Und gut, wenn es das erste Projekt ist. Okay, jeder muss da durch.
Aber verdammt. Ich bin 32. Und in den letzten 15 Jahren habe ich viel gebaut. Mit unterschiedlichem Erfolg. Es gab offensichtliche Misserfolge, an die ich nicht erinnert werden möchte. Es gab auch Dinge, auf die ich stolz sein kann. Schließlich eine Schwimmschule aufzubauen, obwohl man selbst nur in der Technik „Axt“ schwimmen kann, also nur nach unten auf den Grund – das ist auch ein cooler Fall.
Aber aus irgendeinem unergründlichen Grund gerate ich bei der Erstellung neuer Produkte immer wieder in diesen endlosen Kreislauf. Wenn man verbessert um des Verbesserns willen.

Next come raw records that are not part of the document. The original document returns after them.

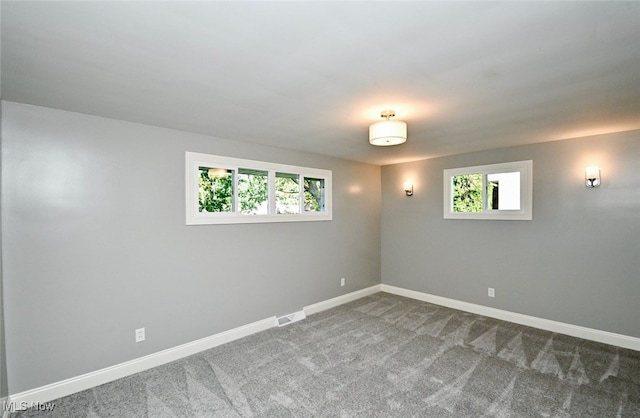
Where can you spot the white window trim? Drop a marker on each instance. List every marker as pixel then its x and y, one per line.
pixel 525 168
pixel 194 160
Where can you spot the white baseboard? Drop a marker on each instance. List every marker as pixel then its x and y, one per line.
pixel 86 381
pixel 340 300
pixel 605 337
pixel 67 387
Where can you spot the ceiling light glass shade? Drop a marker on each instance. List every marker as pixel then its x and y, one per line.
pixel 387 132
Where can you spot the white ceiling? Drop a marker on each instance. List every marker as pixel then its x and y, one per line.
pixel 312 76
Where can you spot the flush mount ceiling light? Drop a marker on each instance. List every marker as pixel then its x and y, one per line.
pixel 387 132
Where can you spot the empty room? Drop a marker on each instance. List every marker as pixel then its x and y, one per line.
pixel 320 209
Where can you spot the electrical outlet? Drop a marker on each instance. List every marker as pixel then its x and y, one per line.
pixel 139 335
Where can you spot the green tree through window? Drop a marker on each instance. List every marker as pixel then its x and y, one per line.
pixel 467 193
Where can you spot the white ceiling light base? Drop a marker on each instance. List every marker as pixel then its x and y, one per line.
pixel 388 132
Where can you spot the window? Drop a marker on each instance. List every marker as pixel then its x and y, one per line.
pixel 496 191
pixel 231 190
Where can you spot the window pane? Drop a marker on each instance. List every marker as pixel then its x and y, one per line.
pixel 503 191
pixel 287 193
pixel 467 193
pixel 215 190
pixel 313 195
pixel 253 191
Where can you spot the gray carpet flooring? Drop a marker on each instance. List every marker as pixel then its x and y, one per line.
pixel 380 356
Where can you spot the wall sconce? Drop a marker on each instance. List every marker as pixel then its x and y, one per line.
pixel 408 188
pixel 592 176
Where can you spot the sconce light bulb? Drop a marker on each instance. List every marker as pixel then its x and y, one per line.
pixel 408 188
pixel 592 176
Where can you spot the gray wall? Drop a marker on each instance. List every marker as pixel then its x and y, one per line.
pixel 577 261
pixel 4 390
pixel 95 244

Und es ist klar, warum das passiert. Denn der Launch steht bevor. Und dann erfährst du, ob deine Hypothese einschlägt oder nicht. Was, wenn es ein neues Einhorn ist? Was, wenn es niemand braucht und du deine Zeit verschwendet hast?
Und so entsteht ein Schrödinger-Produkt. Solange du es nicht launchst, weißt du nicht, ob es ein Erfolg oder ein Misserfolg wird. Also verbesserst du es endlos und tust alles, um ja nicht zu starten.
In diesem weichen, bequemen Kokon der Unwissenheit zu bleiben, ist auch eine Wahl. Aber nicht meine. Besser starten, scheitern, durchatmen und das nächste Projekt beginnen, als ewig zwischen Verbesserungswahn und der Angst, die Wahrheit zu erfahren, zu schweben.
Puh, das musste raus, fühle mich sogar erleichtert. Ich werde den Post wohl anpinnen und jedes Mal lesen, wenn ich spüre, dass ich wieder in diesen Zustand verfalle.